The long walk to the exit: the perils of illegal mining

A reported 200 miners have been trapped underground since Saturday at a closed Gold One International shaft in Benoni. As police and mine security continue their standoff with the miners, the death rate from illegal mining continues to rise, with two men reported dead at a nearby mine. By THAPELO LEKGOWA & GREG NICOLSON.

From the dusty outcrop a man started making his way out of the darkness and into the glaring sun on Monday. Speaking Sotho, he convinced others to come out. They emerged from the disused mineshaft so slowly it was painful to wait and witness. Emergency services and police have been on the scene since Sunday and to get the illegal miners to the surface, there are vague promises to the miners that there will be no arrests.

The illegal mineworkers have their doubts. Their heads pop in and out of the shaft entrance, about a square metre wide. Ekurhuleni Emergency Services and the police used a man as bait on Monday. They let him walk free with all his belongings. From the shaft entrance, the miner posted as lookout called out in Sotho, “They let him go so they will not arrest us.” So far, 25 men have emerged from the unused mine and most have been arrested after a medical examination.

“Sledge!” yelled one of the emerged miners, who was standing at an ambulance to his colleague still inside the mine. “Sledge, come out!

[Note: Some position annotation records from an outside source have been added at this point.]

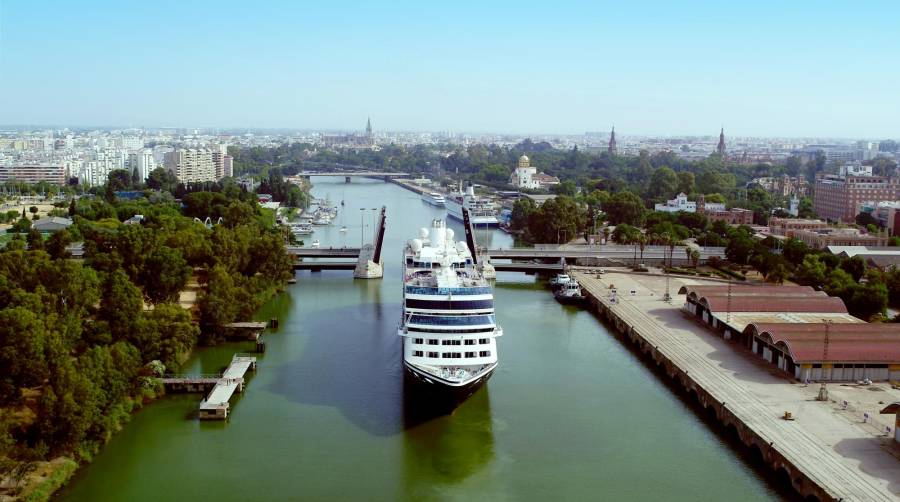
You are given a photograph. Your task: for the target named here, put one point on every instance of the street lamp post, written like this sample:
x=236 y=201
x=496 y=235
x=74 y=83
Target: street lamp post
x=362 y=227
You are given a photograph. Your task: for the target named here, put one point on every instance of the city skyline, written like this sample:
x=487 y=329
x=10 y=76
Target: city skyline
x=673 y=71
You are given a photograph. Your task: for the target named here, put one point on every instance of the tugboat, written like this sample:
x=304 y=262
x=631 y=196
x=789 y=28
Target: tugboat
x=448 y=325
x=559 y=281
x=570 y=294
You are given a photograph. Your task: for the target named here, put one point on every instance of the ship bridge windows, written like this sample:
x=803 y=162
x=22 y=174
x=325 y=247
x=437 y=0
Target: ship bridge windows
x=449 y=304
x=456 y=320
x=453 y=331
x=421 y=290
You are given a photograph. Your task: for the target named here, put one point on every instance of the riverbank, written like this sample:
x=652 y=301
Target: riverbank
x=824 y=452
x=38 y=481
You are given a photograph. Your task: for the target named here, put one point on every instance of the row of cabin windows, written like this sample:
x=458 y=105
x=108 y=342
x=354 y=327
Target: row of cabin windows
x=453 y=331
x=428 y=264
x=452 y=355
x=470 y=341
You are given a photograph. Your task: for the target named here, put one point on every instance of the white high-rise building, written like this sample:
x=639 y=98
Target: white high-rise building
x=143 y=162
x=191 y=165
x=221 y=160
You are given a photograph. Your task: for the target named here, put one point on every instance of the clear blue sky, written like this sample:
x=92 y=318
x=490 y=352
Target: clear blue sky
x=765 y=68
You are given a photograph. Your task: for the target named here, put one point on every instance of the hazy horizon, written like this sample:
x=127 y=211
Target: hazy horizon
x=657 y=69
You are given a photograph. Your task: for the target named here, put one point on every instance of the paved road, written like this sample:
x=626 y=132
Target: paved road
x=848 y=460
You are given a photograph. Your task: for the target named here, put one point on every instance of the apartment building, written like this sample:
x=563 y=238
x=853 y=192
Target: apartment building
x=34 y=173
x=191 y=165
x=838 y=197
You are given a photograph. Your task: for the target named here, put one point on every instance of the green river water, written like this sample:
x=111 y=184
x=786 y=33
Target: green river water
x=570 y=414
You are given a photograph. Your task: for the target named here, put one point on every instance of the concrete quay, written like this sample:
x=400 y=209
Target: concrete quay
x=827 y=452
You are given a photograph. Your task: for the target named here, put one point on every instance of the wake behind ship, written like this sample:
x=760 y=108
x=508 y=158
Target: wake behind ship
x=448 y=326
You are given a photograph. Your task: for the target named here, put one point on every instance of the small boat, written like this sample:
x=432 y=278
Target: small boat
x=434 y=198
x=560 y=280
x=570 y=294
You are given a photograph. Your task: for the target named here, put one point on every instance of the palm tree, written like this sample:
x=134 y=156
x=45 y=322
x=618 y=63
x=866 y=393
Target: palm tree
x=695 y=257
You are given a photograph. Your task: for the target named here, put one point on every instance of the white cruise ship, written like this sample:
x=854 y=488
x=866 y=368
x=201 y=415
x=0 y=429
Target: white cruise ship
x=481 y=211
x=448 y=326
x=433 y=198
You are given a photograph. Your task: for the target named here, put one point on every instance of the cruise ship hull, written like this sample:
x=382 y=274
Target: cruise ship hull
x=436 y=392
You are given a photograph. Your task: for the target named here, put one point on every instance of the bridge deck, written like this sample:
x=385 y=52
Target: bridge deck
x=325 y=265
x=527 y=267
x=308 y=252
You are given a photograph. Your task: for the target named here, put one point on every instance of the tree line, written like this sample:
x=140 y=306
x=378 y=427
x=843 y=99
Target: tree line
x=78 y=337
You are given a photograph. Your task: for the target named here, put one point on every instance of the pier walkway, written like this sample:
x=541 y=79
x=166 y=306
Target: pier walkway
x=215 y=405
x=826 y=452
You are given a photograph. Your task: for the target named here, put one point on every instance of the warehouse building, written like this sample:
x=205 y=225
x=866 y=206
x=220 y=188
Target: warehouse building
x=788 y=326
x=853 y=352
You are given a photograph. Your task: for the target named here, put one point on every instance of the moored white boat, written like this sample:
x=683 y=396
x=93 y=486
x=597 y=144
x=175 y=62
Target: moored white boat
x=434 y=198
x=448 y=325
x=481 y=211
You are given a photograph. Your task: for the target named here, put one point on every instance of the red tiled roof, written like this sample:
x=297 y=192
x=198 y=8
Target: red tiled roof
x=823 y=304
x=858 y=343
x=746 y=289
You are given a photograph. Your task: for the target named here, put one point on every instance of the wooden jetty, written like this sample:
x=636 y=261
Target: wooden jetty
x=215 y=406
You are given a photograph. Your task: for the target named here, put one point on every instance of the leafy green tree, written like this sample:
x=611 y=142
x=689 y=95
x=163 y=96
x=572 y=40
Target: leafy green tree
x=794 y=251
x=161 y=179
x=22 y=226
x=23 y=337
x=34 y=239
x=865 y=219
x=167 y=334
x=855 y=266
x=218 y=306
x=625 y=234
x=57 y=245
x=625 y=207
x=164 y=274
x=121 y=305
x=521 y=211
x=118 y=180
x=239 y=213
x=558 y=220
x=567 y=188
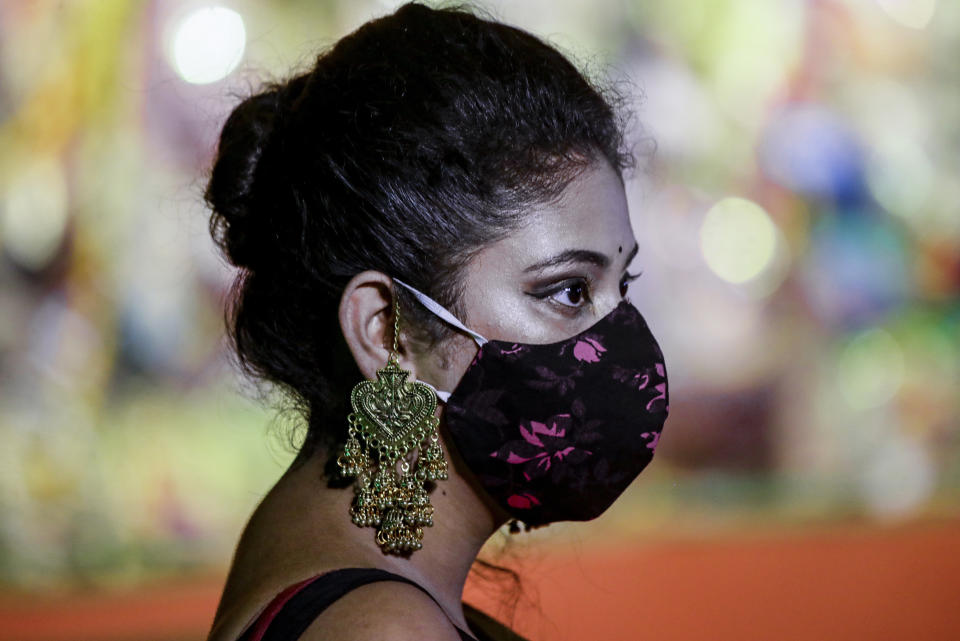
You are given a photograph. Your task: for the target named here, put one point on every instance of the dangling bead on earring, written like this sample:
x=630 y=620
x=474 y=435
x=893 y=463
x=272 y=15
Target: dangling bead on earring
x=391 y=418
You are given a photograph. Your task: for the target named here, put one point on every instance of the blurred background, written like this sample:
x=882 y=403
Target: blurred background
x=800 y=245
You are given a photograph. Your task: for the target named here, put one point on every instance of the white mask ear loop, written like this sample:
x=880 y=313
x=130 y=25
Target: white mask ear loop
x=440 y=311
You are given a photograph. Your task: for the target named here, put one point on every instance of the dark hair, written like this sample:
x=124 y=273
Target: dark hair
x=412 y=143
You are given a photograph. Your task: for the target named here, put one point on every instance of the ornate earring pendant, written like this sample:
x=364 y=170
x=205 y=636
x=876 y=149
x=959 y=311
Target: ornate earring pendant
x=391 y=419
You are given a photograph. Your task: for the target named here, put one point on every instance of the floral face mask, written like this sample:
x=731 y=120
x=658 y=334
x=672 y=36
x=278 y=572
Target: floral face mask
x=557 y=431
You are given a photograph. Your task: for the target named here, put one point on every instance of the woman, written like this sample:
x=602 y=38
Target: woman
x=433 y=239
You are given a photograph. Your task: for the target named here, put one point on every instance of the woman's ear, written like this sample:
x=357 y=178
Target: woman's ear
x=366 y=319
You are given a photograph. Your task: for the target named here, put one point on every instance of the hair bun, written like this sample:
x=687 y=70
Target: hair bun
x=237 y=224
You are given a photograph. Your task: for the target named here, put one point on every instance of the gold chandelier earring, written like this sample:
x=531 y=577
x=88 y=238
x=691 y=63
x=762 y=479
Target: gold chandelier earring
x=393 y=422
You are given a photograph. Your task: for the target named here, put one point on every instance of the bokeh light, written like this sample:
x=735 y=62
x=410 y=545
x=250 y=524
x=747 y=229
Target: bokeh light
x=737 y=239
x=208 y=44
x=870 y=369
x=33 y=213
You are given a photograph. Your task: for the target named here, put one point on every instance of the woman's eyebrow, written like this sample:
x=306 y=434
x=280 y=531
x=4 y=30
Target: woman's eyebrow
x=579 y=256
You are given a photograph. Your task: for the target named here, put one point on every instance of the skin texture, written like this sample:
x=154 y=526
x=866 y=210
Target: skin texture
x=302 y=527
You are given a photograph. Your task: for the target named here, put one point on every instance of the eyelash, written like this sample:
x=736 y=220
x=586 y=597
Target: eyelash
x=585 y=284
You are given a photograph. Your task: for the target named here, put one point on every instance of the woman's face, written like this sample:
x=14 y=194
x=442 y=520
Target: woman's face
x=557 y=275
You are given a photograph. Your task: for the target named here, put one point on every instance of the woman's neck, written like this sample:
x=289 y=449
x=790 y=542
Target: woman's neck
x=304 y=521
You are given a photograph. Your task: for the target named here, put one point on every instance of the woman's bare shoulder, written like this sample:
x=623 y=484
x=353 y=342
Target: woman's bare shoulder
x=384 y=610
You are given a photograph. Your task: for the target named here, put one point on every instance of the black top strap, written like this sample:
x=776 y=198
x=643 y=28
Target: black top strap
x=299 y=612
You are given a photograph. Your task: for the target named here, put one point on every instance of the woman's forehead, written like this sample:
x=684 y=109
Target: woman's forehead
x=591 y=215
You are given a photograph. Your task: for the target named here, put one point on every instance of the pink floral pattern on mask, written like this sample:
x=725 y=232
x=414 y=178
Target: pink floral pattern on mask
x=540 y=447
x=524 y=501
x=588 y=349
x=557 y=431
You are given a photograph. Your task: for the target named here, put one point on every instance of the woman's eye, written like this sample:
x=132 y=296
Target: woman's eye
x=571 y=295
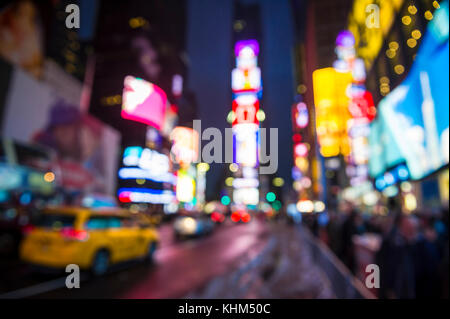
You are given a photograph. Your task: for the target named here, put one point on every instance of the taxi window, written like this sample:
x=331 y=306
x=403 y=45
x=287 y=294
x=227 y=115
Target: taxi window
x=55 y=221
x=114 y=222
x=98 y=222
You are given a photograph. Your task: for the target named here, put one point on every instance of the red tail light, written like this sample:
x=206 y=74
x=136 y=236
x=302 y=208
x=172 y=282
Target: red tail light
x=246 y=218
x=27 y=229
x=235 y=217
x=74 y=234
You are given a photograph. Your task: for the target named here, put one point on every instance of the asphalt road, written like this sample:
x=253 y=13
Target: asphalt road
x=179 y=268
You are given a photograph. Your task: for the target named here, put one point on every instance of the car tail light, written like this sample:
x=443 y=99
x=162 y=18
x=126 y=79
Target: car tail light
x=246 y=218
x=74 y=234
x=217 y=217
x=235 y=217
x=27 y=229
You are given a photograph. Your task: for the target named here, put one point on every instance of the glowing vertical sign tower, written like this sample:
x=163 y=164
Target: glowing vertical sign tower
x=247 y=89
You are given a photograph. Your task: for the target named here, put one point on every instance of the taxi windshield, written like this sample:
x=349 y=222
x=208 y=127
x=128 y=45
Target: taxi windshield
x=55 y=221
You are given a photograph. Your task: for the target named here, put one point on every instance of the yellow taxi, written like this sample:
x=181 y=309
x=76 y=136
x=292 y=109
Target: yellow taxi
x=93 y=239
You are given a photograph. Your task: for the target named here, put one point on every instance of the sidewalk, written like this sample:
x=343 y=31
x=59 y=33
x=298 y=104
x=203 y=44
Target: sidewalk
x=285 y=269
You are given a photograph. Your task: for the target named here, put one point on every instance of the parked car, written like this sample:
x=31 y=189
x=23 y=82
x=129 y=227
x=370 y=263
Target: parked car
x=93 y=239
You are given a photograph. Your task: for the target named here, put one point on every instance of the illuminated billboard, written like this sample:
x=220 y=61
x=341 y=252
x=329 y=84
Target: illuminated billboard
x=415 y=115
x=246 y=141
x=143 y=102
x=185 y=144
x=246 y=80
x=332 y=114
x=147 y=164
x=245 y=108
x=185 y=187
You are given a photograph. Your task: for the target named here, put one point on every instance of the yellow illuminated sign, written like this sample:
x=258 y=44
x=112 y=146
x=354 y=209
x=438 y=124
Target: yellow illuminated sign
x=331 y=102
x=369 y=38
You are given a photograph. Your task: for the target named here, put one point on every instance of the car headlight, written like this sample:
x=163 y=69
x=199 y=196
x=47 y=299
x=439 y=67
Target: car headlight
x=187 y=225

They are letting us go, but if they are to arrest us it’s also fine, but come out.” There was no response from “Sledge”.

Eleven men made it out of the shaft on Monday; only three on Tuesday. Paramedics were hoping another 10-15 would emerge. They were later taken into custody at the local Benoni Police station and charged with illegal mining. Some men covered their faces as they came out and the authorities denied media access to the men.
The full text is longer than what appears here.